Hedging, however, is taboo for the true artist, who must stay detached from any status concerns. Only hacks make art for money and power.
But nearly every artist pursues a specific kind of status: artist status. Unless society considers a creator to be an “artist,” his or her artworks won’t receive serious consideration, interpretation, or evaluation.
The existence of artist status, then, allows two ways of looking at the creative process: (1) how status logic manifests in the art world; and (2) how the particular status structure of a society changes the way art is made and diffused.
The philosopher Noël Carroll examined the primary definitions of art—art as representation, art as expression, art as form, etc.—and found that most collapse once the category “art” must include twentieth-century avant-garde works such as Marcel Duchamp’s ready-made urinal sculpture, Fountain.
We need only to think about why people consider certain works to be art and, based on those judgments, provide the creators with artist status. There are two definitions of art that work quite well for this narrower mission: the institutional definition and the narrative definition. In the institutional definition, art is whatever the art world deems to be art.
In the narrative definition, art is whatever makes it into the story of art.
The clearest short-term strategy toward achieving artist status, then, is to win acclaim from art world institutions. The narrative definition of art offers an additional, long-term path: posthumous recognition of works as important moments in the story of art.
The most ambitious creators attempt to bend the arc of history toward themselves, but since no one can predict the direction of art, no technique guarantees future success.
In her lifetime Hibel’s work may have even brought more pleasure to more people than Rousseau’s. But the institutional and narrative definitions of art imply that the quality of execution and responses from mass audiences are less important in assigning artist status.
Artist status requires achieving artistic value, rather than aesthetic value, and others can assign this value to artworks whether the artist intended these solutions or not.

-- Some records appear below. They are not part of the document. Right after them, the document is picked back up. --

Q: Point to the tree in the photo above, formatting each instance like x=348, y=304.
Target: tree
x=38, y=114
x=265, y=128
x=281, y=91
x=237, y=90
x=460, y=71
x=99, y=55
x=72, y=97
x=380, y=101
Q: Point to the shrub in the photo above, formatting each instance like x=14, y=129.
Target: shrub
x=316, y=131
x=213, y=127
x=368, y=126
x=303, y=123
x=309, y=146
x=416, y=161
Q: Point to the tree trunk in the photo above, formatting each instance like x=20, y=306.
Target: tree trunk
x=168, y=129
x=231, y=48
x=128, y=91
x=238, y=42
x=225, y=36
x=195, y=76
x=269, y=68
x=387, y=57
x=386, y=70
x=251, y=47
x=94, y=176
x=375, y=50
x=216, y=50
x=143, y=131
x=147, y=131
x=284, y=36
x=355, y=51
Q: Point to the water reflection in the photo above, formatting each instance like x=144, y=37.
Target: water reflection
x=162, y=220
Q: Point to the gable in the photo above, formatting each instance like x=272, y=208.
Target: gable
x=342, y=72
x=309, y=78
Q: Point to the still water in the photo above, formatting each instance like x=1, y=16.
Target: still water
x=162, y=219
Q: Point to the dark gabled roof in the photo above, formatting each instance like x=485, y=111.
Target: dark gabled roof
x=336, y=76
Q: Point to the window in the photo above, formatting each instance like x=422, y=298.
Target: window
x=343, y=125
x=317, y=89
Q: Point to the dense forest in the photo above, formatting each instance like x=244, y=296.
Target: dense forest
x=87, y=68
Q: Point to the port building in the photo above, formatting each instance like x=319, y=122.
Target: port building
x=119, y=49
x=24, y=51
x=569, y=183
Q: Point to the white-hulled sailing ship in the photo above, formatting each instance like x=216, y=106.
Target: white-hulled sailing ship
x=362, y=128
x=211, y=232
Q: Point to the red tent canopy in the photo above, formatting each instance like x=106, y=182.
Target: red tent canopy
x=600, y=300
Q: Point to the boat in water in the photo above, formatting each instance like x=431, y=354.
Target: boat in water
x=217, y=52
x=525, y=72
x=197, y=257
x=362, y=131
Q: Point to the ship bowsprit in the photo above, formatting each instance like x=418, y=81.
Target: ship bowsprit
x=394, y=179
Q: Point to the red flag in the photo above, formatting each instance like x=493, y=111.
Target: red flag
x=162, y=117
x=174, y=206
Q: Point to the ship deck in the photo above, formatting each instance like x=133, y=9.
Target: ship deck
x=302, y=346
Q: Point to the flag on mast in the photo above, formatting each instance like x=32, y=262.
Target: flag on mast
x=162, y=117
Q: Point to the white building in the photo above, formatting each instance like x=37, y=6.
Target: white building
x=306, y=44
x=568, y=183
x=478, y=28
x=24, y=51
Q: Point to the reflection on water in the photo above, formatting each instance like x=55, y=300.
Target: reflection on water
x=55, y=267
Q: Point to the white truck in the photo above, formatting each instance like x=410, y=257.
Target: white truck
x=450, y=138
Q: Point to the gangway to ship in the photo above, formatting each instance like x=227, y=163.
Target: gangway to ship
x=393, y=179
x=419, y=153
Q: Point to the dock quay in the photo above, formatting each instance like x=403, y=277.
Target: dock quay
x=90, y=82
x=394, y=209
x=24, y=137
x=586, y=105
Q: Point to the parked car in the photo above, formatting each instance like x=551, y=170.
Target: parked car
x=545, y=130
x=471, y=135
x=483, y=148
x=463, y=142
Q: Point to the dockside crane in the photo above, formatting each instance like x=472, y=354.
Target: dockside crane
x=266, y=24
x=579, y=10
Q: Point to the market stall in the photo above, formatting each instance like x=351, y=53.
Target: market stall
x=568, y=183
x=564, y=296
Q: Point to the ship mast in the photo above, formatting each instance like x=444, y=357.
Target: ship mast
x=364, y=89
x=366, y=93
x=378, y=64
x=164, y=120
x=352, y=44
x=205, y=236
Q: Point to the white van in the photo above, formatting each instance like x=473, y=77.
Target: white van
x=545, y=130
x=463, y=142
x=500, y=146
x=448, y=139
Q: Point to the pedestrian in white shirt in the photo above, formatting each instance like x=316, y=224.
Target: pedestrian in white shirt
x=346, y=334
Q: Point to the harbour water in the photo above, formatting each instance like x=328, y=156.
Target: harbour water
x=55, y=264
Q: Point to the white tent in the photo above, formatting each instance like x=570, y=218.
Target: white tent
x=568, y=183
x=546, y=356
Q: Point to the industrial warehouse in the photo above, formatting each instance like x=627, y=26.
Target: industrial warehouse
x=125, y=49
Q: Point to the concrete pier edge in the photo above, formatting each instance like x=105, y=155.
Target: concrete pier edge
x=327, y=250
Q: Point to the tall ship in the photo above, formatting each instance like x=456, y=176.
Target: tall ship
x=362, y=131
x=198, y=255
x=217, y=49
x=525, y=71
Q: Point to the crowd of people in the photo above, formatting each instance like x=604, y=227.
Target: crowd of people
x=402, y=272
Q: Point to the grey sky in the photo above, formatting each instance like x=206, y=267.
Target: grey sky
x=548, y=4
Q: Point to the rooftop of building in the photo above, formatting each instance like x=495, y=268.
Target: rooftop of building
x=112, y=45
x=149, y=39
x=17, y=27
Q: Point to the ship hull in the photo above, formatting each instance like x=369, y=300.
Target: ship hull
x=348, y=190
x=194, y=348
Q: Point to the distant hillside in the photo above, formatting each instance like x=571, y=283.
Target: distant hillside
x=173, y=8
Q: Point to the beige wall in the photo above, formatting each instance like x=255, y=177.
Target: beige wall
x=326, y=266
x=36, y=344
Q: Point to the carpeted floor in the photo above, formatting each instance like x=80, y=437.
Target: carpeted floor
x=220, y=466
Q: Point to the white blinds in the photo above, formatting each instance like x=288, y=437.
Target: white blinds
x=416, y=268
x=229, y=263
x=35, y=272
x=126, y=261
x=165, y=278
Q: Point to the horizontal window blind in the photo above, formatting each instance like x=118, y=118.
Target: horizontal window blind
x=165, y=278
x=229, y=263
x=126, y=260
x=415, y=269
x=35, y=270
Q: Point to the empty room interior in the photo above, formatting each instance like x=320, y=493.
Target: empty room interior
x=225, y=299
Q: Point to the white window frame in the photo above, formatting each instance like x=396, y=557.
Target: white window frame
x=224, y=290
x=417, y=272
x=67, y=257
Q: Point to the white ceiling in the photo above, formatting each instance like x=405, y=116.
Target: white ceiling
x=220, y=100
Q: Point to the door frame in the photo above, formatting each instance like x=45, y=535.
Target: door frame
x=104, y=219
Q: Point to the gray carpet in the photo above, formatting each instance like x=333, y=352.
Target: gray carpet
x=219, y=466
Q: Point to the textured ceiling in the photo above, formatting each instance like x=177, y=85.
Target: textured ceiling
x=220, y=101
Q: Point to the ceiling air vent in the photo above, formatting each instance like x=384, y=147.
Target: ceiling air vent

The aesthetic value of an artwork measures how masterfully an artist can use and abuse existing conventions to elicit emotional experiences from the audience.
Artistic value, on the other hand, measures the originality of the artist’s inventions—i.e., how much the proposed ideas break existing conventions and suggest new ones.
In the French poet Charles Baudelaire’s famous line, “The chief task of genius is precisely to invent a stereotype” (emphasis added). To create within the framework of someone else’s stereotype makes the creator an epigone, and their work is mere “taste.”
The need to solve problems of an era means that artistic value is always contextual—a set of parameters that bind the creative process. There are perhaps an infinite number of potential problems in art, but to gain artist status, artists must solve the agreed-upon problems of the current moment.
Genius inventions must, thus, fit into the “unbroken chain” of problems and solutions across art history.
Some may counter that the importance of serendipity to the creative process offers an escape from the binding requirements outlined above.
Artists, however, never blindly accept the fruits of serendipity. Happy accidents go through the same filter as all other artistic choices; random discoveries must align with particular strategies or they’ll be eliminated.
The twentieth century’s successful artists often pursued artistic value to the detriment of their work’s aesthetic value.
But this expertise, writes the literary critic Barbara H. Smith, often causes its own “provincialism” where “we become less and less like anyone else, and thus less able to predict anyone else’s responses on the basis of our own.”
Most audiences delight in minor innovations, not major challenges to their preferred art forms. The most broadly accepted form of artistry is virtuosity—“possessing an ability to perform brilliantly the creation of others.”
When artists cut too deep into standard conventions in pursuit of artistic value, audiences often renounce the changes.